In 2014, Congress passed a provision banning contractors or subcontractors from receiving federal funding if they use confidentiality agreements to prevent employees from reporting fraud, waste or abuse to government agencies or law enforcement. Accordingly, agencies like the Department of Veterans Affairs, the General Services Administration and the Environmental Protection Agency announced they would no longer contract with companies that restrict whistleblower activity through confidentiality agreements.

The biggest spender of all, the Department of Defense, now requires contract bidders to affirmatively state that they don’t make employees sign confidentiality agreements restricting whistleblower activity.

In April 2015 the SEC invoked 21F-17 when it fined public multinational contractor KBR $130,000 for using overbroad confidentiality agreements that—like BlueLinx’s—made no exception for employees filing whistleblower claims or other agency charges.

Focusing on Monetary Recovery

But BlueLinx’s agreement went further, attempting to defang whistleblower laws by taking away the monetary reward, which may sometimes be the only tangible positive offsetting the stress and risks of revealing that one’s employer is engaged in fraud.

“Companies simply cannot undercut a key tenet of our whistleblower program by requiring employees to forego potential whistleblower awards in order to receive their severance payments,” Jane Norberg, Acting Chief of the SEC’s Office of the Whistleblower, said in a statement.

Interestingly, the penalties the SEC extracted from BlueLinx were more than twice what it fined KBR a year ago. While BlueLinx is certainly a big fish—it reported $1.9 billion in net revenues for 2015—compared to KBR, which reported $5.1 billion in net revenues for the same period, BlueLinx is small fry. And in terms of defense contracting, KBR blows BlueLinx out of the water: BlueLinx had nearly $46 million in military contracts awarded to it between 2005 and 2010, but that pales in comparison to the hundreds of millions of dollars KBR has won and continues to win in defense bids at home and abroad.

Shortly after announcing the BlueLinx settlement, the SEC revealed that it had reached a $340,000 settlement over monetary recovery waivers with health insurance behemoth Health Net Inc., which in 2015 alone reported $628.5 million in government contract revenue and net revenues of $16.2 billion.
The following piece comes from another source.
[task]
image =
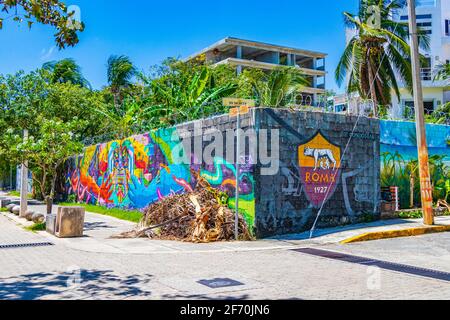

The increased fines suggest that the SEC and other federal agencies may be targeting their enforcement efforts on companies that don’t outright ban whistleblower activity—but which nevertheless try to get around the rules with sneaky provisions like monetary-recovery waivers.

“We’re continuing to stand up for whistleblowers and clear away impediments that may chill them from coming forward with information about potential securities law violations,” said Stephanie Avakian, Deputy Director of the SEC’s Enforcement Division.